DOJ backs Texas in Supreme Court fight over Republican-drawn map

The Department of Justice backed Texas on Monday, arguing that the new map the state's Republican-led legislature approved was not an unconstitutional racial gerrymander.


DOJ backs Texas in Supreme Court fight over Republican-drawn map

Solicitor General John Sauer, who represents the Trump administration, wrote in an amicus brief that a lower court's decision to block the map through the 2026 midterms was wrong and that the Supreme Court should intervene and reverse the decision.

"This is not a close case," Sauer wrote.

Sauer said the lower court misunderstood what drove the Texas legislature to shift five districts in favor of Republicans. He said the move was not based on race, which could violate federal voting laws and the Constitution.

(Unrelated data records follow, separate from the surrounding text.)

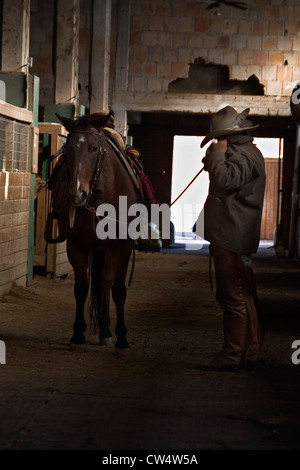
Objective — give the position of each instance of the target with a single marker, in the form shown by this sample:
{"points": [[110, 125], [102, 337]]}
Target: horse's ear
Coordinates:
{"points": [[99, 120], [68, 123]]}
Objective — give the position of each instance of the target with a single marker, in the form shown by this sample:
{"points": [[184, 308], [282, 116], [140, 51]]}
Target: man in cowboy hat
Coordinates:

"There is overwhelming evidence - both direct and circumstantial - of partisan objectives, and any inference that the State inexplicably chose to use racial means is implausible," Sauer wrote.

Sauer also defended a letter Civil Rights Division head Harmeet Dhillon wrote to Texas this year demanding that it address "coalition districts" that favor Democrats, which the challengers to the map have seized on as evidence of race-based motives. Days after the letter, Gov. Greg Abbott, a Republican, added redistricting to the legislature's agenda, leading to a stunning boycott in which state Democrats temporarily fled the state.

The lower court "misinterpreted the letter's meaning; and more importantly, the court misunderstood the letter's significance to the legislature's adoption of the 2025 map," Sauer said.

The plaintiffs in the case, who include numerous voting and immigrant rights groups, argued that Dhillon's letter demanded dismantling the coalition districts and packing Black and Latino voters into other districts.

"The DOJ letter, riddled with legal and factual errors, incorrectly asserted that these districts were 'unconstitutional coalition districts' that Texas was required to 'rectify' by changing their racial makeup," the plaintiffs' attorneys wrote.

Texas has asked the Supreme Court to pause the three-judge panel's ruling in the Western District of Texas that found 2-1 last week that race was too much of a factor in its redraw. 

"This summer, the Texas Legislature did what legislatures do: politics," Texas' attorneys argued in their request, disputing all notions that the redistricting process used race as a factor.

Justice Samuel Alito has administratively paused the panel's ruling, but the Supreme Court could now make a more lasting decision on the map at any time. Texas lawyers have also argued the high court should block the panel's decision because it interfered with the 2026 midterms, for which candidates were already filing to run based on the new map.